Source World Bank, National and Global Estimates of Distortions to Agricultural Incentives 1955–2011

Relationship between rural population share and NRA in Africa, 1961–2010.

However, GDP per capita or rural population share alone is not the sole determinant of agricultural policies, which depend on many other factors. Moreover, the numerical value of the NRA shown here is a weighted average that summarizes Africa as a whole in a single index. It is reasonable to consider that many different trends in different countries are hidden in the single NRA and unique characteristics by country may offset each other. Therefore, more detailed analysis is required.
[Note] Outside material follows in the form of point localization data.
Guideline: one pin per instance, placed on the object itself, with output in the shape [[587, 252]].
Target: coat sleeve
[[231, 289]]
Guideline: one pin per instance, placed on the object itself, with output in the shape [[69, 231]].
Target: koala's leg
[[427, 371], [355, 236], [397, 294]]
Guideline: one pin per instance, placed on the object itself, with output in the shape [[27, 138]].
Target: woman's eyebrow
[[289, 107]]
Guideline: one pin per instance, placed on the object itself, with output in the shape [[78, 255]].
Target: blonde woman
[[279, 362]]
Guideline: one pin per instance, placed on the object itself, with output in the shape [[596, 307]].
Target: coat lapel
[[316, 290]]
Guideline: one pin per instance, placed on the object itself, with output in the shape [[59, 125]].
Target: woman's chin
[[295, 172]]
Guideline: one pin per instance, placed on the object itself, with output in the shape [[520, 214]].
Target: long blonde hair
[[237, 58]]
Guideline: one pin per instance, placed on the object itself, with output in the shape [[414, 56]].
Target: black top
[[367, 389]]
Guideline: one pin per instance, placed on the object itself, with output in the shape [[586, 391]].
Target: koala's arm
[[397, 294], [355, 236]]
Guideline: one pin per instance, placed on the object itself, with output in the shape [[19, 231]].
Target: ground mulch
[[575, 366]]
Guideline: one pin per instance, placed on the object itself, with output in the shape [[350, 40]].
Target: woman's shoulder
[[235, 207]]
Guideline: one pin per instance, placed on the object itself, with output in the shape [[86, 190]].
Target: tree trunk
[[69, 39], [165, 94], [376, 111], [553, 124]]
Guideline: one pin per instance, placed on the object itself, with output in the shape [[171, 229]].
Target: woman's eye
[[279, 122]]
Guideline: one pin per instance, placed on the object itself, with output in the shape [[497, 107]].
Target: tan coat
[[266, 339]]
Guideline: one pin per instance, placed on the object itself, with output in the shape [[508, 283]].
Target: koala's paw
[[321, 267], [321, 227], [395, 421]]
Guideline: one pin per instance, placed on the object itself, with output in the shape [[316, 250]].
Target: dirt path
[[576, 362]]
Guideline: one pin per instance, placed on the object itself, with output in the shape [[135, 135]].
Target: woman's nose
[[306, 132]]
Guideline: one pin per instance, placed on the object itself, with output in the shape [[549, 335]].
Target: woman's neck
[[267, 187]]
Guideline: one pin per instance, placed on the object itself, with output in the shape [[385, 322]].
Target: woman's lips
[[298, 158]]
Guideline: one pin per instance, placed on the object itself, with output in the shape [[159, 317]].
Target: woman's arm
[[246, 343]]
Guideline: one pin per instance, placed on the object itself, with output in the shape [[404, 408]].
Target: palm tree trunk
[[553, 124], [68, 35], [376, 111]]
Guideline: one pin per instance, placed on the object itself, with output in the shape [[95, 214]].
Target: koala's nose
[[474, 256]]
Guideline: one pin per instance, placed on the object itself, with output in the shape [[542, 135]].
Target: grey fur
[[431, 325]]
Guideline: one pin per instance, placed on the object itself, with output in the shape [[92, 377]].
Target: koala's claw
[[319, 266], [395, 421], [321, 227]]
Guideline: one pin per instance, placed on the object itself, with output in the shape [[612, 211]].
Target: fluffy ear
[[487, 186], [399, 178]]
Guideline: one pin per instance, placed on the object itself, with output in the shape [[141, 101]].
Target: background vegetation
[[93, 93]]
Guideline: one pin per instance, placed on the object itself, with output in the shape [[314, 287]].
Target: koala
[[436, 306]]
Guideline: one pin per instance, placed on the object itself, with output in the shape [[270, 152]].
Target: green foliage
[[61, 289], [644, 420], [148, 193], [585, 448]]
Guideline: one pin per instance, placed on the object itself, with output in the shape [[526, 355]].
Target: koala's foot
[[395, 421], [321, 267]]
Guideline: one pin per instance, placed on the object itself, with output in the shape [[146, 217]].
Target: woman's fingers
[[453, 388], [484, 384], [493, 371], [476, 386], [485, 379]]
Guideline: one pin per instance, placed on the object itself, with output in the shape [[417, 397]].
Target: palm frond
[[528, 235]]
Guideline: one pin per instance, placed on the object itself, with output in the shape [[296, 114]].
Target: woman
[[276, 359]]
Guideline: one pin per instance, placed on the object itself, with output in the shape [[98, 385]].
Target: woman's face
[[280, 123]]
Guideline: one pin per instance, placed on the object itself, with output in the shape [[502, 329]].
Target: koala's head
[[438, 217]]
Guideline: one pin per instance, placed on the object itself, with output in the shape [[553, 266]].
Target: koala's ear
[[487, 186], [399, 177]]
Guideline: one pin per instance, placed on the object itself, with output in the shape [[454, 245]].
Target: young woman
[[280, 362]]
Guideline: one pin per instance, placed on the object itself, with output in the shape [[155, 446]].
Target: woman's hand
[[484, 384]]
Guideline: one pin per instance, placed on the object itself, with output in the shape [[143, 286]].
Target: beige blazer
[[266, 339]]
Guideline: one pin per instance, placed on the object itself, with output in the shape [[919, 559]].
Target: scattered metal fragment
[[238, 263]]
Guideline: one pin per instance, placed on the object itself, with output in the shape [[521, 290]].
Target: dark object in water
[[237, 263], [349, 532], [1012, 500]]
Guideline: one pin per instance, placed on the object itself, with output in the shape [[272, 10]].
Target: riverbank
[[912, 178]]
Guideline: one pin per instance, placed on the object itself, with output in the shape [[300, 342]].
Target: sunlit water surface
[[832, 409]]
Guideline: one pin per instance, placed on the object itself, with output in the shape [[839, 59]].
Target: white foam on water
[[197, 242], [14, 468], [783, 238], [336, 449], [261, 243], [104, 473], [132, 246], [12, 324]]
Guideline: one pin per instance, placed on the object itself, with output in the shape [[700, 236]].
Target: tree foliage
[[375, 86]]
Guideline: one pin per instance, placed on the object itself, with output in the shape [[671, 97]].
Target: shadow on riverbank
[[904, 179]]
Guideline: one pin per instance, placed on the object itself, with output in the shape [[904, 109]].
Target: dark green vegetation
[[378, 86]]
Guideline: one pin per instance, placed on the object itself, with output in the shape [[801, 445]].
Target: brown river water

Now, we focus on individual countries in Africa. Table 11.1 shows the average GDP per capita and NRA for agriculture for 20 Sub-Saharan Africa countries in the two periods of 1975–79 and 2006–10 (years varied by country) with the annual growth rate between the two periods. Excluding South Africa, GDP per capita in these countries is in the 200–600 dollar range in 2000 US dollars in the recent years. Although this is still at a low level, many countries grew from the late 1970s with a positive growth rate between the two periods. Six of 20 countries show annual growth rates exceeding 1%. Ethiopia, Mozambique and Uganda had a high growth rate of 1.72, 2.89, and 2.65%, respectively.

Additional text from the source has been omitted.